= IEEE 802.11ad =

Wireless networking standard in the 802.11 family for WiGig (60 GHz) networks

IEEE 802.11ad (also referred to by its subject directional multi-gigabit, i.e., DMG) is an amendment to the IEEE 802.11 wireless networking standard, developed to provide a Multiple Gigabit Wireless System (MGWS) standard in the 60 GHz band, and is a networking standard for WiGig networks. Because it uses the V band of the millimeter wave (mmW) band, the range of IEEE 802.11ad communication would be rather limited (just a few meters and difficult to pass through obstacles/walls) compared to other conventional Wi-Fi systems. However, its great bandwidth enables the transmission of data at high data rates up to multiple gigabits per second, enabling usage scenarios like transmission of uncompressed UHD video over the wireless network.

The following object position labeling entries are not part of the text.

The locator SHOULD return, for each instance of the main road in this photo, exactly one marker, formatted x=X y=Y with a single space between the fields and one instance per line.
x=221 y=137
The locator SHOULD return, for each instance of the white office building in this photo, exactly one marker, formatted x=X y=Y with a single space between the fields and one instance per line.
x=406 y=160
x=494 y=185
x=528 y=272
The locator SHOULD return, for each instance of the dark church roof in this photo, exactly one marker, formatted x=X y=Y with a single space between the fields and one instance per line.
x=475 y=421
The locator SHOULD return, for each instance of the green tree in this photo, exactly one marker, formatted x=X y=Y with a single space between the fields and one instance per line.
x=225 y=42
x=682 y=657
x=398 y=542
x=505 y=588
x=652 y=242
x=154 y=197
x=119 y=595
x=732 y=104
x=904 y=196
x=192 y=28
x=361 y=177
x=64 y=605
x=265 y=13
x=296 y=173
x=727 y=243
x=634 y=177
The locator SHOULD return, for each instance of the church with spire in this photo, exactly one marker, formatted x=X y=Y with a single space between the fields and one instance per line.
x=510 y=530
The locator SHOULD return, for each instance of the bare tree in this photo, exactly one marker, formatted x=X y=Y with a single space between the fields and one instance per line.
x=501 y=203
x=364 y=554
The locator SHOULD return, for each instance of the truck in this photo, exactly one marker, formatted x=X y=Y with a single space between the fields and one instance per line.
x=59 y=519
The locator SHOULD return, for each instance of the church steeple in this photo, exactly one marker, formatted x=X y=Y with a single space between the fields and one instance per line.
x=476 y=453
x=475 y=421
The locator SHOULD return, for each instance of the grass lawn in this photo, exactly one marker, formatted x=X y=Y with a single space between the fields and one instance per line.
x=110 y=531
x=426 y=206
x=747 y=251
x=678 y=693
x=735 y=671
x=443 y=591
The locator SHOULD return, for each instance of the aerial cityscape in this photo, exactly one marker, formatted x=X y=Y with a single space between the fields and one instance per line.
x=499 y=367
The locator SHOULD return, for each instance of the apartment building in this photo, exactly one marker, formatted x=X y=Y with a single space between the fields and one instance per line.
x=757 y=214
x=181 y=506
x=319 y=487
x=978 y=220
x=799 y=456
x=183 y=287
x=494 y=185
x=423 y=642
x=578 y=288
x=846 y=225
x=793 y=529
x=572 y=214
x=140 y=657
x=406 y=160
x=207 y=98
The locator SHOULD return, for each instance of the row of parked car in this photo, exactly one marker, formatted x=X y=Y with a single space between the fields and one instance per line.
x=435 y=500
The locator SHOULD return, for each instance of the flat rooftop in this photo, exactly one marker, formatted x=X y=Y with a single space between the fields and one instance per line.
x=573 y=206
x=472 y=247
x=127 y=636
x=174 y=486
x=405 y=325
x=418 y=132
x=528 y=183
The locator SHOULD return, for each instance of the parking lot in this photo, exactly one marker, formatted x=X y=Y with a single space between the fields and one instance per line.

The WiGig standard was announced in 2009 and added to the IEEE 802.11 family in December 2012.

After revision, the 60 GHz band is 57 to 71 GHz. The band is subdivided into 6 (previously 4) different channels in IEEE 802.11ad, each of them occupy 2160 MHz of space and provide 1760 MHz of bandwidth.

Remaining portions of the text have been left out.